WARN: Unresolved or ambiguous specs during Gem::Specification.reset: stringio (…) during install — benign RubyGems noise, not an msnav error. It appears when the image carries two versions of a default gem (the one bundled with its Ruby plus a newer one some earlier gem install pulled in); any gem command then prints it.

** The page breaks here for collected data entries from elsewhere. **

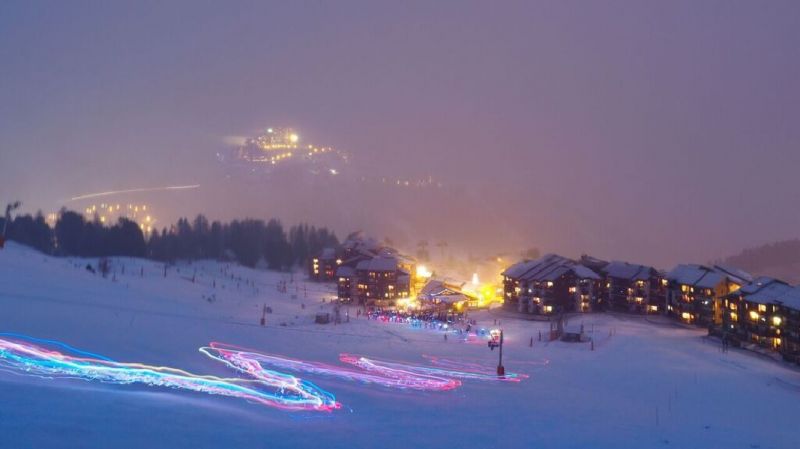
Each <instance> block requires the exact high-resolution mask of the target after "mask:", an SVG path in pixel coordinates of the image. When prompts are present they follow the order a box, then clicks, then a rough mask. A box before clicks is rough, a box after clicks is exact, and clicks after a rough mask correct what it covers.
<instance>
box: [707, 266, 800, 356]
mask: <svg viewBox="0 0 800 449" xmlns="http://www.w3.org/2000/svg"><path fill="white" fill-rule="evenodd" d="M724 305H725V310H724V314H723V322H724V327H723V333H722V336H723V338H730V339H731V340H732V341H733V342H734V343H735V344H737V345H745V346H746V345H754V346H757V347H760V348H765V349H769V350H772V351H775V352H778V353H780V354H781V355H782V356H783V358H784V359H786V360H789V361H793V362H800V287H795V286H791V285H789V284H787V283H785V282H783V281H780V280H778V279H774V278H769V277H759V278H758V279H756V280H755V281H753V283H751V284H749V285H746V286H744V287H742V288H740V289H739V290H737V291H736V292H733V293H731V294H730V295H728V297H727V298H726V299H725V302H724Z"/></svg>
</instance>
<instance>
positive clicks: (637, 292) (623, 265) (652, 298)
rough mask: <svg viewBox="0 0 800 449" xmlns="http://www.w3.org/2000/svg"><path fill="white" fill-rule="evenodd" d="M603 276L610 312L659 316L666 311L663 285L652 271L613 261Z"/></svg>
mask: <svg viewBox="0 0 800 449" xmlns="http://www.w3.org/2000/svg"><path fill="white" fill-rule="evenodd" d="M602 273H603V275H604V277H605V294H606V298H607V301H608V308H609V309H610V310H614V311H618V312H632V313H662V312H664V311H665V310H666V307H667V304H666V290H667V289H666V282H664V277H663V275H662V274H660V273H659V271H658V270H656V269H655V268H653V267H650V266H646V265H636V264H631V263H628V262H620V261H612V262H610V263H609V264H608V265H606V266H605V267H604V268H603V270H602Z"/></svg>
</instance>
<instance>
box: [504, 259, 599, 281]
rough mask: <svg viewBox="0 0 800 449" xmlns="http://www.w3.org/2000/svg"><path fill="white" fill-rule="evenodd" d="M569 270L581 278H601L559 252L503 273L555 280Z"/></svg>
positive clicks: (551, 280)
mask: <svg viewBox="0 0 800 449" xmlns="http://www.w3.org/2000/svg"><path fill="white" fill-rule="evenodd" d="M569 272H572V273H574V274H575V276H577V277H578V278H580V279H600V276H598V275H597V273H595V272H594V271H593V270H592V269H591V268H588V267H586V266H583V265H581V264H580V263H578V262H575V261H574V260H571V259H567V258H566V257H562V256H559V255H557V254H546V255H544V256H542V257H541V258H539V259H536V260H530V261H524V262H520V263H518V264H515V265H512V266H511V267H509V268H508V269H507V270H506V271H504V272H503V275H504V276H508V277H511V278H514V279H520V280H525V281H554V280H556V279H558V278H559V277H561V276H563V275H565V274H567V273H569Z"/></svg>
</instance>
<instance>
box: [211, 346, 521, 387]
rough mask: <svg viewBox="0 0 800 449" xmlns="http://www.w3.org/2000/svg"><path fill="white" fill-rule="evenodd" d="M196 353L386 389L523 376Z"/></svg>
mask: <svg viewBox="0 0 800 449" xmlns="http://www.w3.org/2000/svg"><path fill="white" fill-rule="evenodd" d="M200 352H202V353H204V354H206V355H207V356H209V357H211V358H213V359H215V360H218V361H221V362H223V363H225V364H227V365H228V366H230V367H231V368H233V369H235V370H237V371H240V372H242V373H245V374H247V375H249V376H252V377H254V378H256V379H260V378H262V376H272V375H274V374H275V371H273V370H274V369H280V370H288V371H294V372H301V373H306V374H314V375H320V376H326V377H333V378H337V379H342V380H348V381H354V382H361V383H365V384H374V385H380V386H383V387H388V388H396V389H408V390H422V391H446V390H453V389H455V388H458V387H459V386H461V380H459V379H466V380H479V381H503V382H519V381H520V380H521V379H523V378H526V377H527V376H525V375H521V374H517V373H510V372H507V373H506V375H505V376H497V374H496V373H495V372H493V371H492V370H490V369H488V368H485V367H482V366H477V365H473V364H470V365H468V366H463V369H457V367H456V365H454V364H453V365H450V366H448V368H446V369H445V368H438V367H434V366H421V365H415V364H410V363H402V362H390V361H382V360H375V359H370V358H367V357H363V356H357V355H352V354H340V356H339V360H340V361H341V362H343V363H346V364H349V365H352V366H354V367H355V368H347V367H340V366H335V365H330V364H326V363H319V362H309V361H304V360H296V359H292V358H288V357H284V356H280V355H275V354H264V353H260V352H257V351H254V350H250V349H246V348H241V347H237V346H233V345H228V344H224V343H219V342H212V343H210V345H209V346H207V347H203V348H200Z"/></svg>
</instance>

Install and runtime are unaffected — verified with the exact duplicate pair on Ruby 3.1. Silence it by upgrading RubyGems in the image (gem update --system) or just ignore it.

Tests

rake test        # or: ruby -Ilib -Itest test/test_*.rb

Unit tests run against a generated schema-v4 fixture DB; the HTTP layer is tested through a real WEBrick boot. Parity was verified against the Python daemon on coderag's examples/shop: 776/776 identical responses across every line of every file for definition / references / hover / file-targets (+ services and routes), plus cross-daemon window routing (register with the Python daemon, open via msnav, and vice versa) and generation hot-reload after a Python-side reindex.